Entrevista:O Estado inteligente

sábado, março 07, 2009

Chinês faz lance falso no leilão da Christie’s

Espírito de porco

Em nome do dever patriótico, empresário chinês driblou
os controles da Christie’s, arrematou duas peças saqueadas
no século XIX e ainda tripudiou: não vai pagar

Fotos Alain Nogues-Corbis-Latin Stock eChina Fotos-Getty Images
A CASA CAIU
Cai Mingchao fez o lance falso e diz, mas ninguém acredita, que agiu sozinho

Por qualquer critério estético que se use, e em especial se comparadas às fabulosas obras produzidas em 5.000 anos de história chinesa, as duas esculturas abaixo são, no mínimo, esquisitas. O coelho tem orelhas desproporcionais e traços estranhamente antropomórficos; o rato parece uma anta. Para a China, no entanto, as esculturas de bronze viraram questão de honra nacional pelo valor simbólico, pois foram saqueadas no século XIX, num período histórico que parece até fictício de tão absurdo – era o tempo das guerras do Ópio, quando a Inglaterra queria forçar a venda da droga vinda dos campos de papoula da Índia colonial aos chineses e as demais potências ocidentais queriam forçar a venda de qualquer outra coisa. O coelho e o rato faziam parte de uma fonte com os doze animais do horóscopo chinês, uma das incontáveis peças decorativas do prodigioso Palácio de Verão dos imperadores da época, saqueado e incendiado em 1860 por tropas francesas e inglesas em represália pela tortura e morte de vinte emissários que negociavam uma trégua, num dos maiores casos de choque cultural da história recente – os chineses não entendiam o conceito de imunidade e os invasores estrangeiros entendiam, mas usaram assim mesmo, o critério da força desproporcional, em represália. Como inúmeras obras saqueadas antes dos tratados internacionais recentes que regem o direito das nações ao próprio patrimônio, o coelho e o rato acabaram legitimados e incorporados à coleção do costureiro francês Yves Saint Laurent, morto no ano passado, e seu sócio e companheiro, Pierre Bergé. Em nome do amor de sua vida e da benemerência, Bergé levou a leilão na Christie’s de Paris 700 peças da coleção.
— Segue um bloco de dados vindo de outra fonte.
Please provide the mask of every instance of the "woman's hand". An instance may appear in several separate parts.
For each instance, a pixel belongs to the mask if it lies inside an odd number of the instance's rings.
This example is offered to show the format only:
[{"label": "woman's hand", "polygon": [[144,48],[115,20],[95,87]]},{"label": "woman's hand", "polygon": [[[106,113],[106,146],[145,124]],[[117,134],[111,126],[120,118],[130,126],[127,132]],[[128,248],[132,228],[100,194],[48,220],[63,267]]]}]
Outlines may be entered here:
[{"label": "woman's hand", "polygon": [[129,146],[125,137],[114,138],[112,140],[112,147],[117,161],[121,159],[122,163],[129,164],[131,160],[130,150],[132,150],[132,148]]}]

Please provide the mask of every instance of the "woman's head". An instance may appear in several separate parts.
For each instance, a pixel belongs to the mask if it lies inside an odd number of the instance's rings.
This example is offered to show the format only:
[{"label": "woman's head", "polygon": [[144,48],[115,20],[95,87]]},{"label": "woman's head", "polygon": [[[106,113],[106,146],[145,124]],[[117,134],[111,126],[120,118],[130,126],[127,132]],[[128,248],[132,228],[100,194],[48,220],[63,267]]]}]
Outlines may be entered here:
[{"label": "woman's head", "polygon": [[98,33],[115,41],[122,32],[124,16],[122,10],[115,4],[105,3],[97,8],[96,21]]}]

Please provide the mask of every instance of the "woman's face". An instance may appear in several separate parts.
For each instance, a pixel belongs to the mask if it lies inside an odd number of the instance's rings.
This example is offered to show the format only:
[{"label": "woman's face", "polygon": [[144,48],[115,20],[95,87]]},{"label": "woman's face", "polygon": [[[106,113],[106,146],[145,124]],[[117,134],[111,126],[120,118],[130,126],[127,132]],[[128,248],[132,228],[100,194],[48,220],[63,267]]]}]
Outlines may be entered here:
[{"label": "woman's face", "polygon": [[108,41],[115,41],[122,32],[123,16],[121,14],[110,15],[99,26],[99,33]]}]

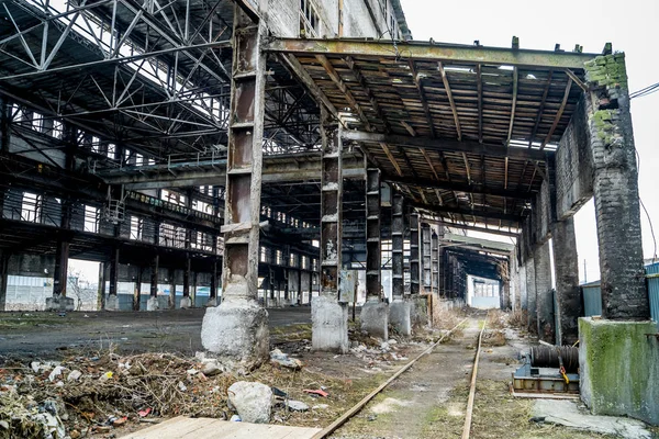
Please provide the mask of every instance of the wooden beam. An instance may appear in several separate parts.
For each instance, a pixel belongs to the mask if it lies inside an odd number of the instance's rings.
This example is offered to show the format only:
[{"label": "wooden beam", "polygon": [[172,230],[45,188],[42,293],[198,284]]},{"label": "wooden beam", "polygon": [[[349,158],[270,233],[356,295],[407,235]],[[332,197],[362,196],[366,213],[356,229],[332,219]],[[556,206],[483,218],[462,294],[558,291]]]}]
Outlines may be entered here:
[{"label": "wooden beam", "polygon": [[443,63],[487,64],[491,66],[527,66],[583,69],[583,64],[601,54],[529,50],[503,47],[468,46],[422,42],[396,42],[364,38],[275,38],[266,44],[267,52],[294,54],[359,56],[373,59],[415,59]]},{"label": "wooden beam", "polygon": [[423,178],[411,178],[411,177],[395,177],[387,173],[382,173],[382,181],[388,181],[390,183],[398,183],[404,185],[412,187],[423,187],[426,189],[442,189],[446,191],[457,191],[457,192],[467,192],[467,193],[482,193],[485,195],[494,195],[494,196],[506,196],[510,199],[517,200],[528,200],[533,196],[533,193],[528,193],[526,191],[513,191],[513,190],[503,190],[495,189],[491,187],[483,187],[477,184],[465,184],[457,182],[448,182],[448,181],[436,181],[433,179],[423,179]]},{"label": "wooden beam", "polygon": [[538,126],[540,126],[540,120],[543,119],[543,113],[545,112],[545,103],[547,102],[547,94],[549,94],[549,88],[551,87],[551,78],[554,77],[554,70],[549,70],[549,76],[547,77],[547,83],[545,85],[545,90],[543,90],[543,99],[540,99],[540,106],[538,106],[538,114],[536,115],[536,122],[530,132],[530,136],[528,137],[528,147],[533,146],[533,140],[535,139],[536,134],[538,133]]},{"label": "wooden beam", "polygon": [[340,79],[340,76],[338,76],[338,74],[334,69],[334,66],[332,66],[332,63],[330,63],[330,59],[327,59],[327,57],[324,55],[316,55],[316,59],[319,60],[319,63],[321,63],[321,65],[327,72],[327,76],[330,76],[330,79],[332,79],[332,81],[336,85],[336,87],[338,87],[338,89],[344,93],[346,101],[348,101],[348,104],[353,109],[355,109],[355,111],[359,115],[359,119],[361,119],[361,122],[364,122],[364,125],[366,126],[366,128],[368,131],[372,131],[372,125],[368,122],[366,114],[361,110],[361,105],[359,105],[359,103],[353,95],[353,92],[348,89],[348,87],[345,85],[343,79]]},{"label": "wooden beam", "polygon": [[566,69],[566,74],[574,81],[574,83],[577,86],[579,86],[581,88],[581,90],[583,90],[584,92],[588,93],[588,86],[585,83],[583,83],[583,81],[581,79],[579,79],[579,77],[577,75],[574,75],[574,72],[570,69]]},{"label": "wooden beam", "polygon": [[562,113],[566,110],[566,105],[568,104],[568,98],[570,97],[571,89],[572,89],[572,78],[568,78],[568,85],[567,85],[566,91],[563,93],[563,100],[560,103],[560,108],[558,109],[558,112],[556,113],[556,119],[554,120],[554,124],[551,125],[549,133],[547,133],[547,137],[545,137],[545,140],[540,145],[540,150],[543,150],[545,148],[545,146],[551,140],[551,136],[554,135],[554,132],[556,131],[556,127],[558,126],[558,123],[560,122],[560,117],[562,116]]},{"label": "wooden beam", "polygon": [[450,104],[450,110],[454,113],[454,121],[456,123],[456,132],[458,134],[458,140],[461,140],[462,139],[462,130],[460,128],[460,117],[458,117],[458,109],[456,108],[456,102],[453,99],[453,92],[450,91],[448,78],[446,76],[446,71],[444,71],[444,66],[442,65],[442,61],[437,63],[437,67],[439,68],[439,74],[442,75],[442,82],[444,82],[444,89],[446,90],[446,94],[448,95],[448,103]]},{"label": "wooden beam", "polygon": [[345,130],[342,132],[343,138],[354,142],[380,143],[387,142],[389,145],[400,145],[410,148],[423,148],[437,151],[454,151],[484,155],[485,157],[510,157],[515,160],[545,160],[554,151],[540,151],[537,149],[505,147],[495,144],[479,144],[478,142],[451,140],[444,138],[412,137],[399,134],[367,133],[360,131]]}]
Desafiando a crise, o leilão amealhou impressionantes 478,8 milhões de dólares. Exceto pelas esculturas chinesas: os lances vencedores de 20 milhões de dólares, soube-se na semana passada, foram falsos.

ANO DA ZEBRA
O rato e o coelho: longe de casa

Quem os fez foi o empresário chinês Cai Mingchao, que considerou seu dever patriótico melar a venda. Para quem conhece minimamente a China, parece próxima de zero a probabilidade de que Cai tenha agido de moto próprio. Mas como a tarimbada Christie’s foi cair nessa? Cai foi um, digamos, instrumento adequado. Ele é do ramo do comércio de arte, tem uma casa de leilões na China e há três anos pagou 15 milhões de dólares por um Buda de bronze da dinastia Ming. A quem dá o lance mais alto, a Christie’s pede ficha bancária e de crédito, e a de Cai passou no crivo. Como ele não pagou, e ainda tripudiou, o mais provável é que as esculturas voltem para Bergé. O governo chinês, que fez uma grande campanha contra o leilão das esculturas, sustenta oficialmente que não tem nada com a história, engendrada por Cai em conjunto com Niu Xianfeng, diretor do Programa de Recuperação de Relíquias Culturais Perdidas, uma organização não-governamental (hummmm). A tentativa de recuperar o patrimônio perdido é legítima e louvável, especialmente na China, onde tesouros incontáveis foram destruídos pelos próprios chineses, durante o maoísmo. Cinco das doze esculturas originais – tigre, boi, macaco, porco e cavalo – foram adquiridas discretamente por estatais e empresários chineses e doadas a museus. Agora, tudo indica, a política é fazer barulho. Nesse campo, pelo menos, o leilão deu zebra.